As I watched her sleep, I knew it wasn’t the s
hape of her young body, the curve of her hips or legs I was really looking at, but the death of my marriage. The finality of my actions struck me with unexpected force. Kyra and I were never supposed to come to this.
I shouldn’t have done what I’d done—two wrongs would never make a right—but after being accused of it for so long, at least now the punishment would fit the crime.
And anyway, wasn’t it Kyra, not me, who had insisted on the separation? Those almost always lead to divorce, I’d rightly argued, but she wouldn’t be reasoned with. She’d seen a suggestive e-mail that had her convinced I’d been having an affair. I wanted to work things out. Begged her to attend counseling with me, but she’d had one foot so far out the door, it was a shorter walk out than in.
A small smile pulled at the corners of Danielle’s lips. She stirred in her sleep and laid her arm across my stomach. I waited for her to settle before gently removing it.

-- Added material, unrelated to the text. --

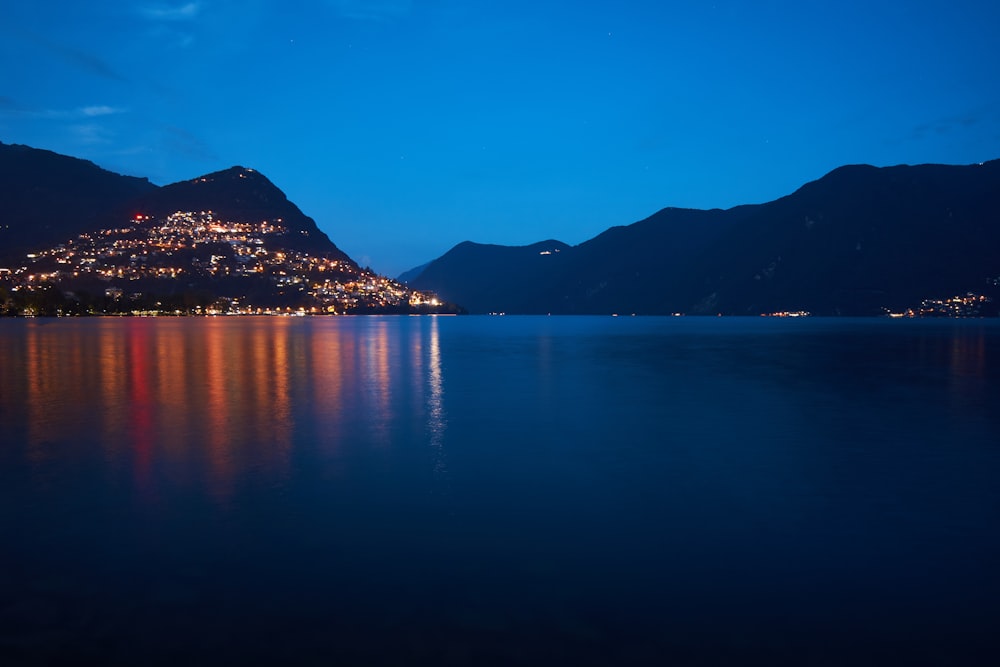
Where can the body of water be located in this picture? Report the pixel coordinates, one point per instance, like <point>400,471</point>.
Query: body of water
<point>499,491</point>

Careful not to wake her, I pushed myself up, cringing as the bed creaked. She sighed, curled into the fetal position, and tugged the blanket up to her neck. Before my foot hit the floor, my cell beeped. I had to lean over her to get it. My arm brushed her chest and she awoke.
I faked a smile. “Good morning, beautiful.”
Her eyes lit up as she covered her mouth. “Hey, there.”
I put the phone to my ear. “Eric Yoshida.”
“Hi, Eric. It’s Al.”
I shook my head at Danielle to indicate my regret in answering. “You got a new number, I see.”
“Yeah, it’s a TracFone. You know your mother and bills.”
I cleared my throat. I didn’t have it in me to worry about my stepfather’s constant drizzle while I was dealing with my own tsunami. “What can I do you for?”
“Are you sitting?”
Looking down at myself perched on the edge of the bed, I felt the dread of the coming news. “Is it Mom? Is she—?”
“Your mom’s fine. Everyone’s fine.”
I exhaled as Danielle watched me intently. Without her makeup, she seemed even younger. At forty-five, I probably looked like an old man to her in the stark light of day with my sparse, gray body hair and the not-so-subtle pull of gravity. With my free hand, I picked my pants off the floor. I was relieved that she had the decency to look away as I slid them on.